Closed fsvbach closed 2 years ago
Thanks for reporting the issue. I think this is definitely something that should work, although technically, it's currently unsupported. Perhaps the latest release broke this behaviour.
Hi Pavlin,
Thanks, with the newest version 0.6.0 the above example works now. What do you think caused the behaviour?
UPDATE: The bug is not fixed. I just forgot the comment out the line "df = df.to_numpy()"...
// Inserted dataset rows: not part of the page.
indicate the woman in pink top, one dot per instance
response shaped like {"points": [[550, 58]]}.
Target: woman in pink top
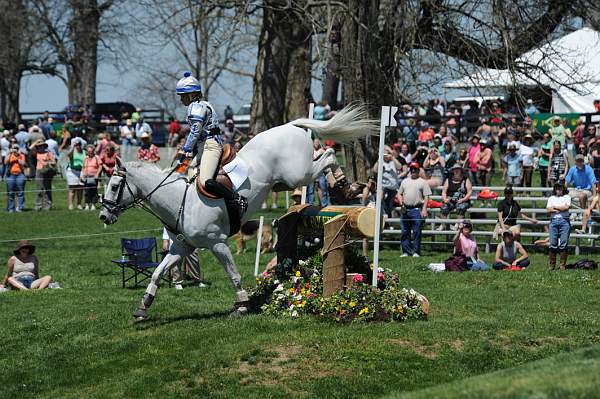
{"points": [[23, 269], [483, 159], [464, 243], [474, 149], [92, 167]]}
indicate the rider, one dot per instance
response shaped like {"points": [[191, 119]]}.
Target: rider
{"points": [[205, 138]]}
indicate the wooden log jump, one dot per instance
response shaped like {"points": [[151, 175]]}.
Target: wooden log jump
{"points": [[336, 224]]}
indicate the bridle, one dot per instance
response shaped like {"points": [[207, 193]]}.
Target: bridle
{"points": [[114, 207]]}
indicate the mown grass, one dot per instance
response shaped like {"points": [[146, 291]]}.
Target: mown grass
{"points": [[495, 334]]}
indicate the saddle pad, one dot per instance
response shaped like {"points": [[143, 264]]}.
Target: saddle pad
{"points": [[237, 170]]}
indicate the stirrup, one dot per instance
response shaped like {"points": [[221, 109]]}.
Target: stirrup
{"points": [[241, 203]]}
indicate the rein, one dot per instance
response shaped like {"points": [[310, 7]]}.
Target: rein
{"points": [[114, 207]]}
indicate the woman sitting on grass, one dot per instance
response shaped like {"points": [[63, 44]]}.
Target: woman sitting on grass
{"points": [[464, 243], [23, 272], [506, 254]]}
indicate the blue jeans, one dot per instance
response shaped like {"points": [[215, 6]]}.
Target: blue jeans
{"points": [[310, 191], [15, 185], [411, 222], [560, 229]]}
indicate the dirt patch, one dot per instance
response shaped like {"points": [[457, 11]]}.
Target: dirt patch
{"points": [[275, 361], [544, 341], [271, 367], [428, 352]]}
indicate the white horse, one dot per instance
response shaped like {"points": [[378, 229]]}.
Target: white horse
{"points": [[281, 156]]}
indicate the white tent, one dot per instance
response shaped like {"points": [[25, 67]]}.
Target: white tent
{"points": [[572, 71]]}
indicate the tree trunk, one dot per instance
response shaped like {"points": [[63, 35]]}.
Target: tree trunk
{"points": [[283, 33], [10, 95], [298, 83], [14, 54], [81, 74], [331, 78]]}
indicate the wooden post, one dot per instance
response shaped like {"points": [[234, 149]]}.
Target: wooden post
{"points": [[334, 268]]}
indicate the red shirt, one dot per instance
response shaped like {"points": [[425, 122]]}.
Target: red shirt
{"points": [[426, 135], [109, 162], [174, 128]]}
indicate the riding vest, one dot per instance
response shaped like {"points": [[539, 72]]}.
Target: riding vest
{"points": [[204, 123]]}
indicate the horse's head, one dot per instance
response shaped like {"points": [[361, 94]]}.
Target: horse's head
{"points": [[118, 195]]}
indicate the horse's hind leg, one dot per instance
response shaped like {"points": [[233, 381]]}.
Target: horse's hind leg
{"points": [[169, 260], [223, 254]]}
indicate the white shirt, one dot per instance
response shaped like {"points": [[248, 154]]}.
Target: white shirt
{"points": [[526, 155], [555, 201]]}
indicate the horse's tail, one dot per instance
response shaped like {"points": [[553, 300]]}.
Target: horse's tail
{"points": [[347, 125]]}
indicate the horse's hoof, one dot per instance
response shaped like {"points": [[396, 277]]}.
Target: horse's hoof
{"points": [[139, 314]]}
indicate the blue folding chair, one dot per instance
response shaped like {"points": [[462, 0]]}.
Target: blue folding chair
{"points": [[139, 256]]}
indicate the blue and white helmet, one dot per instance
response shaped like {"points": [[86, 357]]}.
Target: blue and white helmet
{"points": [[188, 84]]}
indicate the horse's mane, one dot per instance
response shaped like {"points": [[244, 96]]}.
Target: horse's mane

Oh, so, in the newest release, this works? And it didn't work in earlier versions? If that's the case, we can close this issue, since we (inadvertently) fixed this. I have no idea what caused this issue, but then again, I don't think I've ever used openTSNE with pandas directly. It would be a good idea to add a test for this actually.
@fsvbach Can you maybe post the exact error you received before? You should see a specific line that used to trigger the error.
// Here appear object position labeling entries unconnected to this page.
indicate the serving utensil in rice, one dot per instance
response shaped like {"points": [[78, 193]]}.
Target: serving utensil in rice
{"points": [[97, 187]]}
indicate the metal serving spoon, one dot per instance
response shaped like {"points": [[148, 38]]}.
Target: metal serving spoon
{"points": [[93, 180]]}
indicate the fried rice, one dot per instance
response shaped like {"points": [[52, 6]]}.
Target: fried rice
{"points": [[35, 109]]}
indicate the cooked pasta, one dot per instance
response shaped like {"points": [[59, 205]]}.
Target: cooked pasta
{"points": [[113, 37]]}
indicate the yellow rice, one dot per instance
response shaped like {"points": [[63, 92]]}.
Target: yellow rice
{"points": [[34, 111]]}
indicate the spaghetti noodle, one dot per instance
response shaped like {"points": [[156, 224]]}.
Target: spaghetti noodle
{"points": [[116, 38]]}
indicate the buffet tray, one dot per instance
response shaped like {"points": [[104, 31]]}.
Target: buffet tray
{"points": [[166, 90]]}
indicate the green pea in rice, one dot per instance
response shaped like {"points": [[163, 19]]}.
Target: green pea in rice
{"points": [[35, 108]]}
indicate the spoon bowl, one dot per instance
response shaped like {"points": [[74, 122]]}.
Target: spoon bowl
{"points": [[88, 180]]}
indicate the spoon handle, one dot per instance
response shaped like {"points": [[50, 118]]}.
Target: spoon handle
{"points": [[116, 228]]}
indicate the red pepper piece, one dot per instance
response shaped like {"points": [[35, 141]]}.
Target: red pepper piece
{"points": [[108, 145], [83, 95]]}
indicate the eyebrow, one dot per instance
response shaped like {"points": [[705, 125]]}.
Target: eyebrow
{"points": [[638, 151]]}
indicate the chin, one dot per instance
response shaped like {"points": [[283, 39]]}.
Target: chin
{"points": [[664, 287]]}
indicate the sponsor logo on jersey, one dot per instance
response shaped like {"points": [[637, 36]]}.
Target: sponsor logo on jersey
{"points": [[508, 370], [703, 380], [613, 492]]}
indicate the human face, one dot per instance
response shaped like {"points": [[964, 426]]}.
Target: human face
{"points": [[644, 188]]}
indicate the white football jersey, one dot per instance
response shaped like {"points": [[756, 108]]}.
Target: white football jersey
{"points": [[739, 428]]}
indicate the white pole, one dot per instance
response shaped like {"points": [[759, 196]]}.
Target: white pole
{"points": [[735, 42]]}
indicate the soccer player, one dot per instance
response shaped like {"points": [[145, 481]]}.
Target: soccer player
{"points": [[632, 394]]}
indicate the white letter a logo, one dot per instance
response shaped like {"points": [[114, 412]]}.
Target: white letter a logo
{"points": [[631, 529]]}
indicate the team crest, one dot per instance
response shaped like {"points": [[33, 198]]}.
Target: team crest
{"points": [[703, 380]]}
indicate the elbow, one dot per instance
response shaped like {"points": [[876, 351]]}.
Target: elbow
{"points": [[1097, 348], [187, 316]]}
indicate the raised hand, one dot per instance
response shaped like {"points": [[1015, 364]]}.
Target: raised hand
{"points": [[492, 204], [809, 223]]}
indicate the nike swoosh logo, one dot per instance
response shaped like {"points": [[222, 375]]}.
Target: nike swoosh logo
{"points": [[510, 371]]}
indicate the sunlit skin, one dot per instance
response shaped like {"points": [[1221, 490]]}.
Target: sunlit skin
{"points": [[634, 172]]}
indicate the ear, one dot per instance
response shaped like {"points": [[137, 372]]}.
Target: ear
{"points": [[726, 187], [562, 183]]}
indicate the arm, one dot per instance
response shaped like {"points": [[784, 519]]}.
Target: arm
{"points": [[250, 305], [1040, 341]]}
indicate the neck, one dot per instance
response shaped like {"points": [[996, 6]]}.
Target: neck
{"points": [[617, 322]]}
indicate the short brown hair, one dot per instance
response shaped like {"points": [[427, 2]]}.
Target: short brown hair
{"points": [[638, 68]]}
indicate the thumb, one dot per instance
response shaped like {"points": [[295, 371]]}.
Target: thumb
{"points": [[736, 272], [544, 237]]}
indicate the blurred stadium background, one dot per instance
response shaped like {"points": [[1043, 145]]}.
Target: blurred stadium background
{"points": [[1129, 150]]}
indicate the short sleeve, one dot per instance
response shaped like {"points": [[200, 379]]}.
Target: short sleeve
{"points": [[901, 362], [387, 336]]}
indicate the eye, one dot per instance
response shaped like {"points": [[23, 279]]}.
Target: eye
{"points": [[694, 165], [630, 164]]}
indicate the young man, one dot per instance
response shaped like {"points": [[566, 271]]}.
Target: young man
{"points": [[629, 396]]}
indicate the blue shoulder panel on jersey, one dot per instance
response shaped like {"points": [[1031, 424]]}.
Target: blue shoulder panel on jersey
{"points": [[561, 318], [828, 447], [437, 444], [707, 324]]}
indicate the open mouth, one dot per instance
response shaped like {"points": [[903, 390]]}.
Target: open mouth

This is the error message I get:
Traceback (most recent call last): File "/home/fsvbach/miniconda3/lib/python3.8/site-packages/pandas/core/indexes/base.py", line 3080, in get_loc return self._engine.get_loc(casted_key)
File "pandas/_libs/index.pyx", line 70, in pandas._libs.index.IndexEngine.get_loc
File "pandas/_libs/index.pyx", line 101, in pandas._libs.index.IndexEngine.get_loc
File "pandas/_libs/hashtable_class_helper.pxi", line 4554, in pandas._libs.hashtable.PyObjectHashTable.get_item
File "pandas/_libs/hashtable_class_helper.pxi", line 4562, in pandas._libs.hashtable.PyObjectHashTable.get_item
KeyError: 0
The above exception was the direct cause of the following exception:
Traceback (most recent call last):
File "/home/fsvbach/ML MSc/MISC/#Issue 182/minimalexample.py", line 32, in
tsne.fit(df) File "/home/fsvbach/miniconda3/lib/python3.8/site-packages/openTSNE/tsne.py", line 1219, in fit embedding = self.prepare_initial(X, affinities, initialization)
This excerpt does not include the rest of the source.